Modern insurance plans — and, indeed, cases where people remain un- or under-insured — mean that whenever possible, healthcare consumers want to be able to anticipate potential costs as accurately as possible. This is the dawn of “retail healthcare” when it comes to certain anticipated, nonemergency cases, and consumers have a growing array of resources at hand to shop around.
For example, MagicValley.com is featuring a multipart series that helps consumers learn the language and functions of healthcare billing, the better to be prepared to comparison shop.
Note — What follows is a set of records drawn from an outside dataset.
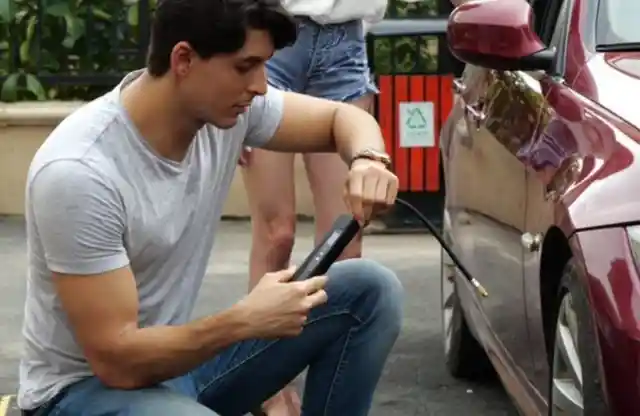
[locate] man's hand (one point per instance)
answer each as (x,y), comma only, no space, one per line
(277,307)
(370,189)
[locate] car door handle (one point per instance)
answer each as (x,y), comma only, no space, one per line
(475,113)
(458,86)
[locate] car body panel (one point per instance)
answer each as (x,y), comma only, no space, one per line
(555,155)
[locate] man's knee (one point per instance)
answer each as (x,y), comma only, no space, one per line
(92,398)
(377,292)
(277,233)
(168,405)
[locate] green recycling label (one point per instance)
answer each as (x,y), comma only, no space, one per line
(416,124)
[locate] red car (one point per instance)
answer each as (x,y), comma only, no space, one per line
(543,202)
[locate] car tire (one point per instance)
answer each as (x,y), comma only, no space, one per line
(464,356)
(572,301)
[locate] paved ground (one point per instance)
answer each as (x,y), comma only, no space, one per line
(415,381)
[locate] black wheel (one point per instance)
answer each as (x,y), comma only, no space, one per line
(465,357)
(575,385)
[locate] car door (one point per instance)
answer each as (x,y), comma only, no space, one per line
(551,160)
(486,202)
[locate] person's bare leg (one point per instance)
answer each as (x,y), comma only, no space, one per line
(268,180)
(327,174)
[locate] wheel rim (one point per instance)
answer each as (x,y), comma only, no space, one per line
(447,295)
(566,394)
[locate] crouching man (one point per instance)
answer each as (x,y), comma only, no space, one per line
(123,202)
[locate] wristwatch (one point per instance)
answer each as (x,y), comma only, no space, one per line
(374,155)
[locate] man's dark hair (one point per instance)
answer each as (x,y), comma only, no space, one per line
(214,27)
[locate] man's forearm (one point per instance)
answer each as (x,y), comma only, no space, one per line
(355,130)
(147,356)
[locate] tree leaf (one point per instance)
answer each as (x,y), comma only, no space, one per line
(7,10)
(9,92)
(35,87)
(58,9)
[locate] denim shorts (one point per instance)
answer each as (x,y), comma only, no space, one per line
(327,61)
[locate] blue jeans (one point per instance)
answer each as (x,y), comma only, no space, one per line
(327,61)
(344,345)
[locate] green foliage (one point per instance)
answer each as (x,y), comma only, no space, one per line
(407,54)
(69,37)
(85,39)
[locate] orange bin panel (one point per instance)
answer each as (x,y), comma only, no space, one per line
(418,169)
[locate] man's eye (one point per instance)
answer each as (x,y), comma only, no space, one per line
(243,69)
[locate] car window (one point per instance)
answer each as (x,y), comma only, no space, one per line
(559,35)
(617,22)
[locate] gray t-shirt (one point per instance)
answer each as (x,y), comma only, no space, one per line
(99,198)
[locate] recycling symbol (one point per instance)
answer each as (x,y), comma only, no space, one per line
(416,119)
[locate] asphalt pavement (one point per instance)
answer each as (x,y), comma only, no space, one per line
(415,381)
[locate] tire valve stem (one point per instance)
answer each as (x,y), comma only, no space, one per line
(483,292)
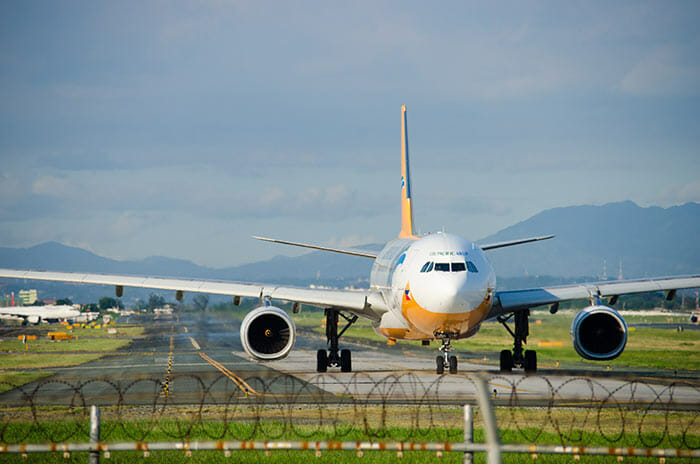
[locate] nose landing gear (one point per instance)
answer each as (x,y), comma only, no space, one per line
(444,359)
(526,359)
(334,357)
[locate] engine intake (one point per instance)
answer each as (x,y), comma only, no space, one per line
(599,333)
(268,333)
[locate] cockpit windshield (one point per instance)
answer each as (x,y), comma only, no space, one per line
(444,267)
(458,267)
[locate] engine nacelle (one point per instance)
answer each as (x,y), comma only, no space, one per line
(268,333)
(599,333)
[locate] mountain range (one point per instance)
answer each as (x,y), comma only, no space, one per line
(590,241)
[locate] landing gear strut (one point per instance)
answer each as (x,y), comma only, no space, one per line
(334,357)
(526,359)
(444,359)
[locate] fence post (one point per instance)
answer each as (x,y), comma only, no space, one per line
(468,432)
(94,434)
(489,418)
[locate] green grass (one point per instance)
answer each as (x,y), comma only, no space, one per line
(10,379)
(81,344)
(44,360)
(294,457)
(646,347)
(122,331)
(171,430)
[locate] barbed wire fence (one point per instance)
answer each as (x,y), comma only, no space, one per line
(362,412)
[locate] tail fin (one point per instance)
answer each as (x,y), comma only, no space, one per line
(406,207)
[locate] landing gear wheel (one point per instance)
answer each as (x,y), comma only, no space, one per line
(345,361)
(440,365)
(453,364)
(506,361)
(321,361)
(530,361)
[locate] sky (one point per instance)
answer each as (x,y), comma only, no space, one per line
(181,128)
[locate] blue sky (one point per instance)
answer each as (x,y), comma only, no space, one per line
(181,128)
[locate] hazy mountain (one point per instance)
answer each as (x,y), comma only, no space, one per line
(649,241)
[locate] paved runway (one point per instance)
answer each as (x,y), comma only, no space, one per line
(199,358)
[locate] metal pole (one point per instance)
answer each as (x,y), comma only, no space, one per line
(94,434)
(468,432)
(490,428)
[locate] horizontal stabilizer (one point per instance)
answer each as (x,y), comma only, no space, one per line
(491,246)
(364,254)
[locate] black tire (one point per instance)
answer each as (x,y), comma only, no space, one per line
(345,361)
(321,361)
(506,361)
(530,361)
(440,365)
(453,364)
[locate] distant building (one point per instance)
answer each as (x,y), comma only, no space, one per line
(28,297)
(6,300)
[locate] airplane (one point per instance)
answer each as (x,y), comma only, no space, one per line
(438,287)
(38,314)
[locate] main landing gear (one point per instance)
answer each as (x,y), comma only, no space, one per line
(527,359)
(444,359)
(334,357)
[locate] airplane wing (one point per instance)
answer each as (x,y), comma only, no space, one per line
(491,246)
(364,303)
(345,251)
(506,302)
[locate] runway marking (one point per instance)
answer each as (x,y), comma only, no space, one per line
(240,383)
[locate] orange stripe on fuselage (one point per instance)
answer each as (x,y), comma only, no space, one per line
(431,322)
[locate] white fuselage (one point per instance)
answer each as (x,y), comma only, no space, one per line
(437,284)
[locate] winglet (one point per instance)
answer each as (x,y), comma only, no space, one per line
(406,207)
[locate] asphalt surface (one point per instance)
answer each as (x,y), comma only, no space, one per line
(197,358)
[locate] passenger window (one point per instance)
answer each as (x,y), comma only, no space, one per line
(445,267)
(458,267)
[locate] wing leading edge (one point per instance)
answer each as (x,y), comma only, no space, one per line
(365,304)
(515,300)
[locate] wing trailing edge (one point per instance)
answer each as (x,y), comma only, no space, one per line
(345,251)
(491,246)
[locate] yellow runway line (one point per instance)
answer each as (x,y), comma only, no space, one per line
(240,383)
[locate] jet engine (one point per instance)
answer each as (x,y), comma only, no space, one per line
(268,333)
(599,333)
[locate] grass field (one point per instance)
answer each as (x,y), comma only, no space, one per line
(646,347)
(42,353)
(528,427)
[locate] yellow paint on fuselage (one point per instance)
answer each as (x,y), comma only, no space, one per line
(431,322)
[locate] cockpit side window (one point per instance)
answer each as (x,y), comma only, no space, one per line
(445,267)
(402,258)
(458,267)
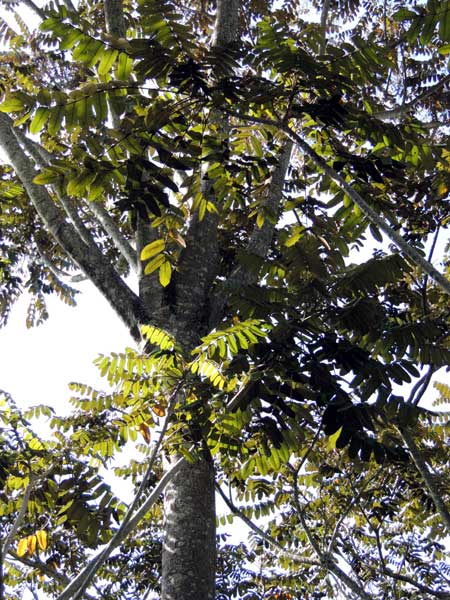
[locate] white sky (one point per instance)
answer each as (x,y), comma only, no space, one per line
(38,363)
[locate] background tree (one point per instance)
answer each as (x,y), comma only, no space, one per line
(229,157)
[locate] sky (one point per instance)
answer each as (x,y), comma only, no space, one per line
(38,363)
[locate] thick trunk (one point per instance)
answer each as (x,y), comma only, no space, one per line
(189,549)
(189,552)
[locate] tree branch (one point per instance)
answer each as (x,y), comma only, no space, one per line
(399,111)
(266,537)
(124,247)
(367,210)
(423,588)
(427,476)
(115,23)
(78,586)
(260,239)
(88,256)
(19,518)
(326,559)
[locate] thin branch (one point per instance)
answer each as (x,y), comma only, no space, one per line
(36,9)
(427,476)
(399,111)
(58,273)
(266,537)
(77,586)
(354,500)
(326,559)
(423,588)
(260,239)
(111,228)
(324,24)
(89,257)
(43,158)
(420,387)
(366,209)
(20,516)
(144,483)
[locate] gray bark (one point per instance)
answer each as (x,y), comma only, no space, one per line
(189,548)
(428,478)
(190,544)
(86,255)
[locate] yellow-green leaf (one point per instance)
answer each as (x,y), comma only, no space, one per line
(13,103)
(31,544)
(165,273)
(154,264)
(124,66)
(22,547)
(107,61)
(39,119)
(331,442)
(151,249)
(42,539)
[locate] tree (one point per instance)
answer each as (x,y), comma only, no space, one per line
(229,156)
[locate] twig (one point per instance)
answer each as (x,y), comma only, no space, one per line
(368,211)
(427,476)
(20,516)
(266,537)
(77,586)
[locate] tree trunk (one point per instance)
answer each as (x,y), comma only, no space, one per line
(189,548)
(189,551)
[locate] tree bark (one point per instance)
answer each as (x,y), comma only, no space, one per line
(189,554)
(189,548)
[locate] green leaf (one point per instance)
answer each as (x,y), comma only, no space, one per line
(47,176)
(444,50)
(404,14)
(124,66)
(14,102)
(55,120)
(154,264)
(107,61)
(154,248)
(165,273)
(332,439)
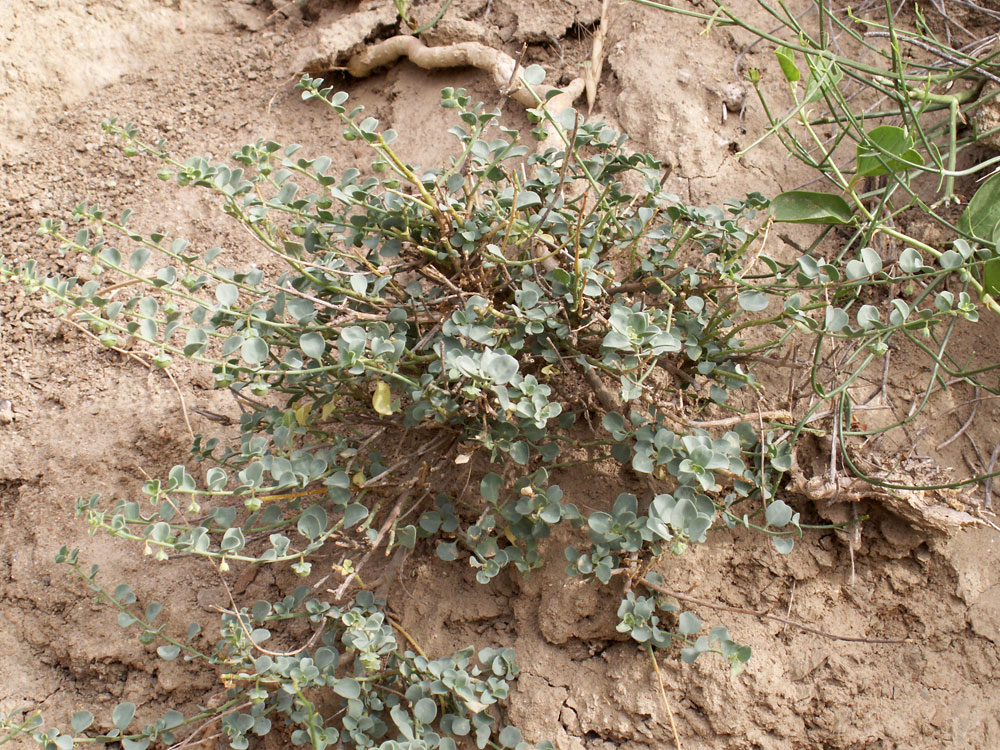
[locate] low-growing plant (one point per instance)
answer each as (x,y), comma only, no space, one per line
(884,114)
(511,313)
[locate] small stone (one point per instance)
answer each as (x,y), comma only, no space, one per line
(734,96)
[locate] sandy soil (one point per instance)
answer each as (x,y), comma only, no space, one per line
(210,75)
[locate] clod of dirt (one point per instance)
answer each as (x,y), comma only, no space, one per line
(984,615)
(337,37)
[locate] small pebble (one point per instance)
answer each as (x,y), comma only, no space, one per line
(733,96)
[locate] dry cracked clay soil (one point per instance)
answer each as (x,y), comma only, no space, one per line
(210,75)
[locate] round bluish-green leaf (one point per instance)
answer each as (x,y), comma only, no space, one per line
(312,344)
(778,513)
(498,367)
(168,653)
(425,710)
(808,207)
(533,75)
(254,351)
(981,218)
(753,301)
(81,721)
(347,688)
(887,149)
(836,319)
(784,544)
(122,716)
(868,317)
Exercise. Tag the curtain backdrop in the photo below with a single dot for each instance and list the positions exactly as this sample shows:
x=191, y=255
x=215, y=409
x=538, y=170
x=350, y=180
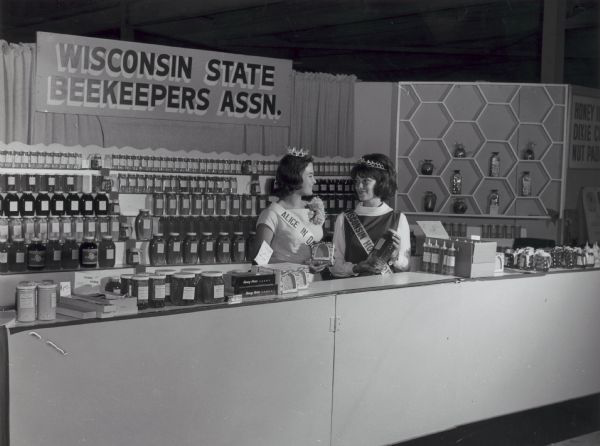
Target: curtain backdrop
x=17, y=72
x=321, y=119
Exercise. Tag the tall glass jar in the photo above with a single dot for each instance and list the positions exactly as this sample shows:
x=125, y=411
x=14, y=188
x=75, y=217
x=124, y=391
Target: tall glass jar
x=106, y=252
x=171, y=208
x=17, y=255
x=207, y=248
x=174, y=254
x=77, y=228
x=72, y=204
x=184, y=204
x=42, y=204
x=190, y=249
x=27, y=205
x=57, y=204
x=89, y=227
x=157, y=251
x=223, y=252
x=158, y=204
x=209, y=204
x=238, y=251
x=53, y=253
x=70, y=254
x=86, y=204
x=143, y=225
x=101, y=204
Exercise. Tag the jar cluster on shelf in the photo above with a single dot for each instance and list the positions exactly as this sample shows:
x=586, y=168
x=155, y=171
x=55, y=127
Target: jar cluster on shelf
x=40, y=160
x=54, y=254
x=33, y=182
x=198, y=204
x=185, y=286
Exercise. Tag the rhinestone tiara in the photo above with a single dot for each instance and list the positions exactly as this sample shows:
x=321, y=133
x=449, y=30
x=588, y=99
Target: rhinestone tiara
x=297, y=152
x=373, y=164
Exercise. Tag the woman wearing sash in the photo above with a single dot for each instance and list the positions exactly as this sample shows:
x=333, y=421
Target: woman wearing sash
x=357, y=231
x=289, y=226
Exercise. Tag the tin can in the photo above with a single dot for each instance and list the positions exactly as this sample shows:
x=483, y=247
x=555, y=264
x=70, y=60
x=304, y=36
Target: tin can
x=26, y=301
x=46, y=301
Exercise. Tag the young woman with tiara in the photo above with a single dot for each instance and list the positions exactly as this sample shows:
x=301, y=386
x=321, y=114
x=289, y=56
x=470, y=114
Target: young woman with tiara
x=357, y=231
x=291, y=225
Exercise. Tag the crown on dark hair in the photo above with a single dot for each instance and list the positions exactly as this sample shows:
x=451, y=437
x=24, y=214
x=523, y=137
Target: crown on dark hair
x=301, y=153
x=373, y=164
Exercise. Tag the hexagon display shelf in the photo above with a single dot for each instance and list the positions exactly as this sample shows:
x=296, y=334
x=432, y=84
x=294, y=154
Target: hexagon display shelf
x=433, y=118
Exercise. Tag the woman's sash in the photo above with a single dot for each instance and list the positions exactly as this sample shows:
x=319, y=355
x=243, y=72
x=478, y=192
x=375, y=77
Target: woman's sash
x=294, y=222
x=362, y=235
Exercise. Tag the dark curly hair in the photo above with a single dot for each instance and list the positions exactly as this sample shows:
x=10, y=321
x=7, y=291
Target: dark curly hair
x=289, y=174
x=385, y=186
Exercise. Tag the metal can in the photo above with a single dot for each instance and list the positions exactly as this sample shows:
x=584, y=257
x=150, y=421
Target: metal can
x=26, y=301
x=46, y=301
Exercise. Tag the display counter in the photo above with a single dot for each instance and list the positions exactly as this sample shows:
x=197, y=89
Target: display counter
x=369, y=360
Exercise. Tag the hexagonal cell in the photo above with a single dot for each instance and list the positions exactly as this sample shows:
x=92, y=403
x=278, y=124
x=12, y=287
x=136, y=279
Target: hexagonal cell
x=482, y=194
x=424, y=184
x=507, y=157
x=472, y=207
x=530, y=133
x=431, y=120
x=551, y=196
x=432, y=92
x=531, y=104
x=430, y=150
x=553, y=161
x=555, y=123
x=497, y=122
x=528, y=206
x=407, y=138
x=498, y=93
x=557, y=93
x=471, y=175
x=465, y=133
x=406, y=175
x=539, y=177
x=464, y=102
x=404, y=204
x=408, y=101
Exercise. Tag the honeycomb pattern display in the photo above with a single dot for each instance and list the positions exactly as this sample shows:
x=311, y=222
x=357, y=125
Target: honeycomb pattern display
x=433, y=118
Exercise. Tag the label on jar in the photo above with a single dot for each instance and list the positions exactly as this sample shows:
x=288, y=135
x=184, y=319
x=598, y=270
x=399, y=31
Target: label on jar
x=188, y=293
x=26, y=298
x=142, y=293
x=159, y=292
x=219, y=291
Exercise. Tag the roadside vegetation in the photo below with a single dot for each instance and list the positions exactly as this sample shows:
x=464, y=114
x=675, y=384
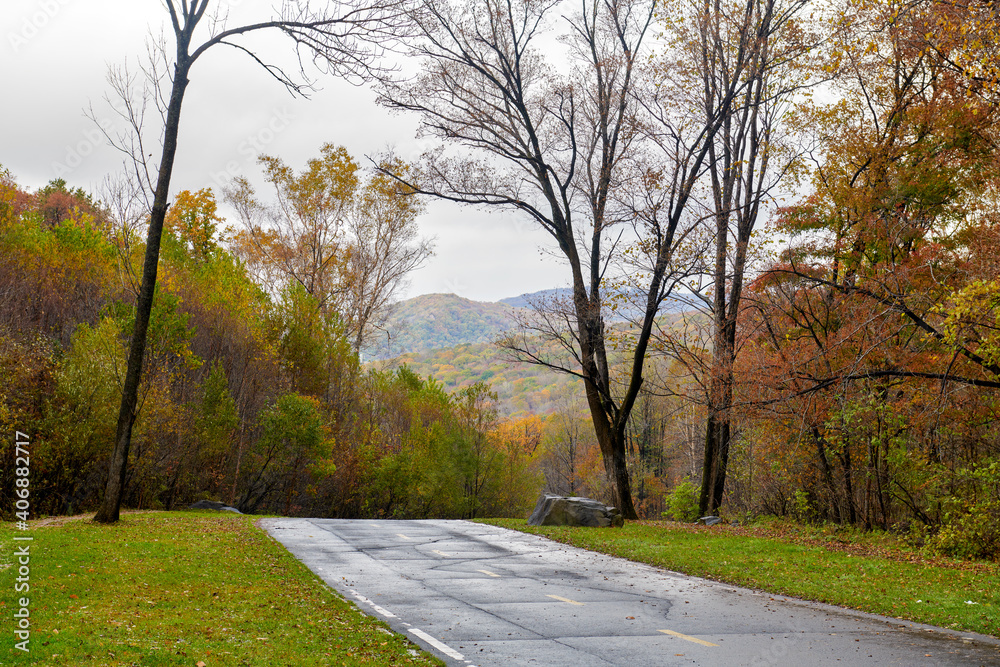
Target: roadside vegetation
x=871, y=571
x=184, y=589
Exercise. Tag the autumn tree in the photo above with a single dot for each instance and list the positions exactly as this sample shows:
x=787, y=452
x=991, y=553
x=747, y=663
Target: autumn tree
x=338, y=38
x=766, y=45
x=858, y=326
x=348, y=243
x=565, y=150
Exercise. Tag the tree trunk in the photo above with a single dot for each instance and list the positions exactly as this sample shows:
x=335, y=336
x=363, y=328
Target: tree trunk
x=111, y=505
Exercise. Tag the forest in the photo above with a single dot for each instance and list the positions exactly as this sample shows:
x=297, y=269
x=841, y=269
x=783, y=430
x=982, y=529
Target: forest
x=817, y=184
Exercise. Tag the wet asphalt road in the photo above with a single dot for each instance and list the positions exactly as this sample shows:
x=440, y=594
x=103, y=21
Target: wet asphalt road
x=480, y=595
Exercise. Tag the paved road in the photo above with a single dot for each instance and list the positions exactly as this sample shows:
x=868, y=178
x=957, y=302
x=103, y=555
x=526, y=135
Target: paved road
x=479, y=595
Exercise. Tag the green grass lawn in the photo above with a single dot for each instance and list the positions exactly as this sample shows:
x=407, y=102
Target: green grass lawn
x=186, y=588
x=863, y=575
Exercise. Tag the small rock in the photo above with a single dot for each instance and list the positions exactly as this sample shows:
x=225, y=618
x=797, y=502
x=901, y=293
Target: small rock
x=213, y=505
x=552, y=510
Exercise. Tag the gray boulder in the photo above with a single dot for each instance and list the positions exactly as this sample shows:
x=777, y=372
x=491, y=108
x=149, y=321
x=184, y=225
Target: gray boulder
x=554, y=510
x=213, y=505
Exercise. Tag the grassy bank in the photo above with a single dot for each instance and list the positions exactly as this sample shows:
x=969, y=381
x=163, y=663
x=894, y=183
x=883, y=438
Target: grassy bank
x=863, y=574
x=180, y=589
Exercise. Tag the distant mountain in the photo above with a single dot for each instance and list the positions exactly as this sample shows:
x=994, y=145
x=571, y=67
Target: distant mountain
x=526, y=300
x=437, y=321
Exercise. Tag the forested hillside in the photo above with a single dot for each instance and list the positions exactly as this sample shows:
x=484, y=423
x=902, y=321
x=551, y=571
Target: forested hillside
x=253, y=397
x=435, y=321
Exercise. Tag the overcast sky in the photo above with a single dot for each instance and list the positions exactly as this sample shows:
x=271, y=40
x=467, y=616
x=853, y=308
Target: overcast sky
x=55, y=59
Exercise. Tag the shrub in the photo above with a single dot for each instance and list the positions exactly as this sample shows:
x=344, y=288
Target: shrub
x=682, y=502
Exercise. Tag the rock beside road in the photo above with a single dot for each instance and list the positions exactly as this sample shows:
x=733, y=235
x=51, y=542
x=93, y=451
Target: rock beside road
x=213, y=505
x=552, y=510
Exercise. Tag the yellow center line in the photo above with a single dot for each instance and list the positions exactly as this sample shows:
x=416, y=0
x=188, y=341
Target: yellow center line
x=688, y=638
x=566, y=600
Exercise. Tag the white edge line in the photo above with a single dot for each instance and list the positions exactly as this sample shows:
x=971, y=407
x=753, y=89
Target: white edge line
x=444, y=648
x=380, y=610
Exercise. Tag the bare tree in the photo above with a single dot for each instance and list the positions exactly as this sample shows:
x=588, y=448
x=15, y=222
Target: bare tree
x=749, y=158
x=350, y=244
x=340, y=38
x=564, y=149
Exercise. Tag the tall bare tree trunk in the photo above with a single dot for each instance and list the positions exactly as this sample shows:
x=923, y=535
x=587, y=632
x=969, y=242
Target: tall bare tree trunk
x=111, y=505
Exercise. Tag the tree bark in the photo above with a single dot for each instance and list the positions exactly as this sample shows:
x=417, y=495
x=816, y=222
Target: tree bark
x=111, y=505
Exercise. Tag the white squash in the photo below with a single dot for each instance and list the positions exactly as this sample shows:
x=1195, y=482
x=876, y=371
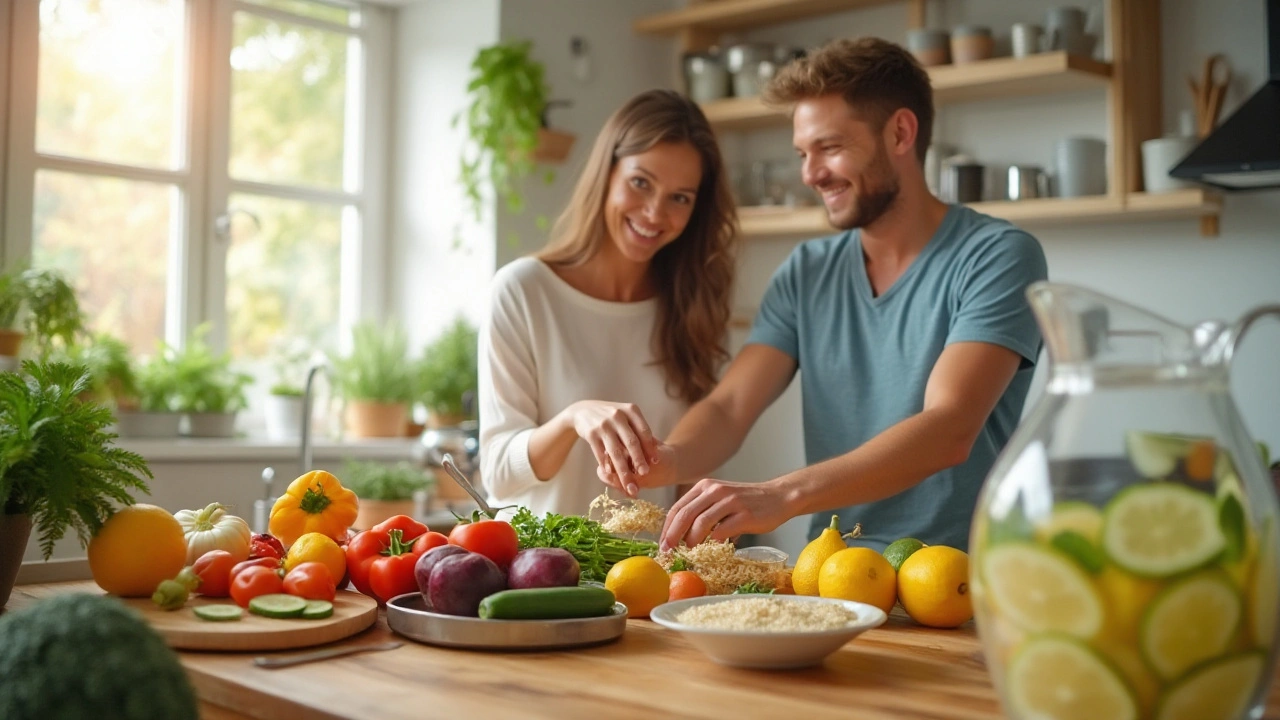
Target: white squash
x=213, y=528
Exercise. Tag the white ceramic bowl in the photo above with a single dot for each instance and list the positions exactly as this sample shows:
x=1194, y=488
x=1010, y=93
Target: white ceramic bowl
x=767, y=648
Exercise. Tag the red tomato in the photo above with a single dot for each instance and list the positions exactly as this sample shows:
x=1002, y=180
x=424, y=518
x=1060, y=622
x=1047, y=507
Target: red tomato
x=252, y=582
x=214, y=570
x=311, y=580
x=496, y=540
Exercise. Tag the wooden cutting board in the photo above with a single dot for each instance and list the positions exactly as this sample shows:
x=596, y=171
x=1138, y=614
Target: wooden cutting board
x=352, y=613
But even the best-planned medical procedure can create sticker shock, as can be seen in NPR’s Bill of the Month: Estimate For Cost Of Hernia Surgery Misses The Mark. In this case, the consumer in question did his homework so he and his family could prepare and budget for planned hernia surgery — only to learn when the bill came that they and the hospital had vastly underestimated the dollar amount for which he would be responsible:
All the estimates the Balzers had painstakingly obtained were wildly off. The hospital’s bill was $16,314. After the insurer’s contracting discount was applied, the bill fell to $10,552, still 51% over the initial estimate. The contracted rate for the surgeon’s fee was $968, more than double the estimate. After Cigna’s payments, the Balzers were billed $2,304.51, much more than they’d budgeted for.
“This is ending up costing us $800 more,” said Farren, 36. “For two working people with two children and full-time day care, that’s a huge hit.”
The hospital ran the code through a computer program that produced an average of what others have paid in the past, but it was either short on data or did not possess the sophistication to provide an accurate estimate. Fortunately, there was a happy ending for the patient:
After a reporter made inquiries about the discrepancy between the estimate and the billed charges — six months after they got their first bill — Pugliese told them to forget it. Their bill would be an “administrative write-off,” they were told.
Generally speaking, there is no recourse for the patient in this kind of situation, although patients are known for complaining about their bills and providers do adjust in certain situations. No healthcare provider can afford to make a habit of this, however! Those best equipped to analyze and thereby anticipate segmented expenses will provide the most favorable conditions for persons shopping for healthcare, whether it’s a hernia operation of any of dozens of nonemergency treatments and procedures.
The EOB service line data is a benefit on the reconciliation for the patient. Being able to extract the data and present it to the patient in a more easily readable, online format, adds value to the patient experience.